Significant Clarifications for Outpatient E/M

The AMA issued a recent CPT update which contained important guidance regarding what may and may not be considered in determining the level of medical decision making. 

The clarification states, “The ordering and actual performance and/or interpretation of diagnostic tests/studies during a patient encounter are not included in determining the levels of E/M services when the professional interpretation of those tests/studies is reported separately by the physician or other qualified health care professional reporting the E/M service.  Tests that do not require separate interpretation (eg, tests that are results only) and are analyzed as part of MDM do not count as an independent interpretation, but may be counted as ordered or reviewed for selecting an MDM level.” 

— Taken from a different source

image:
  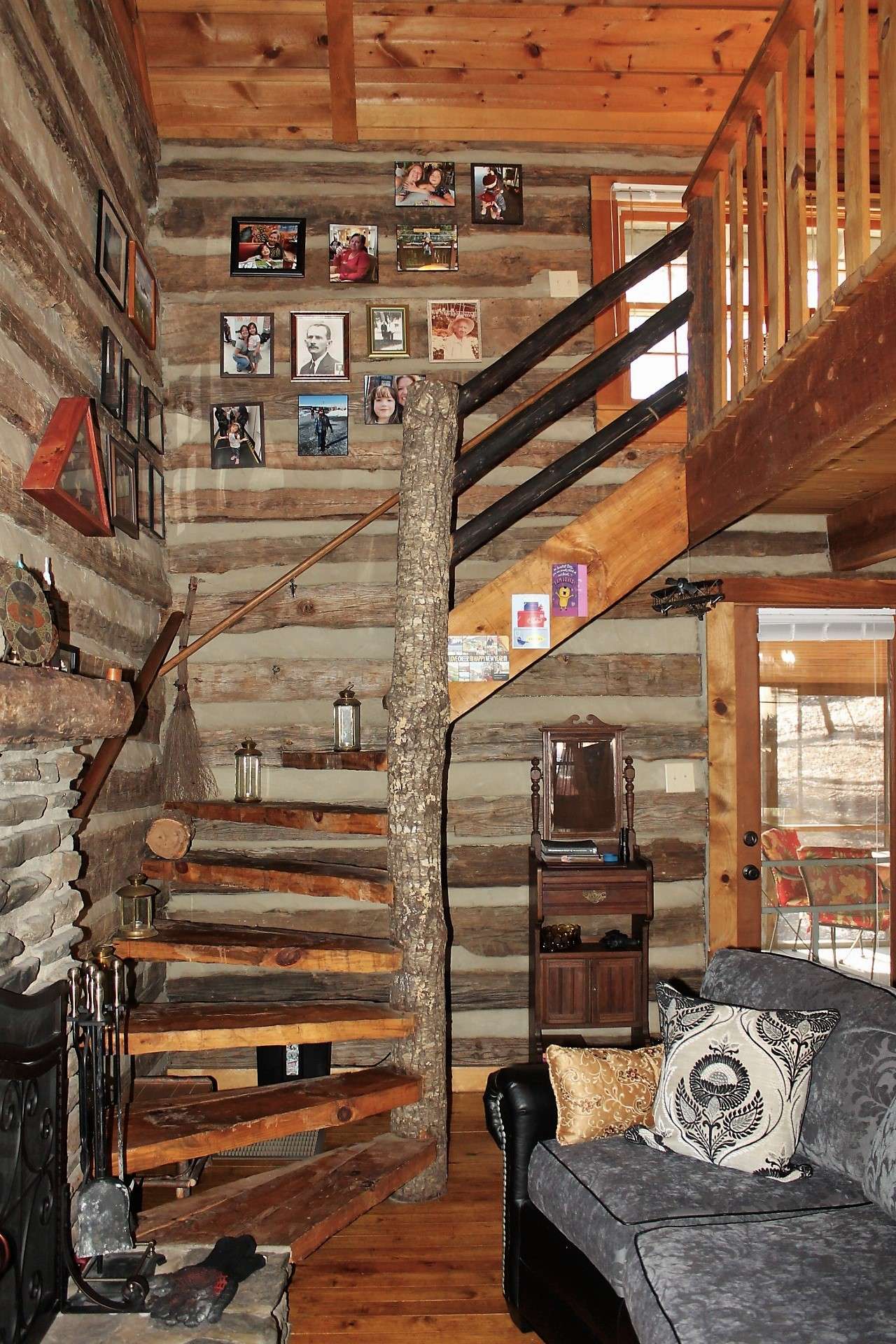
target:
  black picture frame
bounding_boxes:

The AMA also added a new definition regarding analysis of diagnostic tests as follows, Analyzed: the process of using the data as part of the MDM.  The data element itself may not be subject to analysis (eg, glucose), but is instead included in the thought processes for diagnostic evaluation, or treatment.  Tests ordered are presumed to be analyzed when the results are reported.  Therefore, when they are ordered during an encounter, they are counted in that encounter.  Tests that are ordered outside of an encounter may be counted in the encounter in which they are analyzed. In the case of a recurring order, each new result may be counted in the encounter in which it is analyzed.  For example, an encounter that includes an order for monthly prothrombin times would count for one prothrombin time ordered and reviewed.  Additional future results, if analyzed in a subsequent encounter, may be counted as a single test in that subsequent encounter.  Any service for which the professional component is separately reported by the physician or other qualified health care professional reporting the E/M service is not counted as a data element ordered, reviewed, analyzed, or independently interpreted for the purposes of determining the level of MDM.”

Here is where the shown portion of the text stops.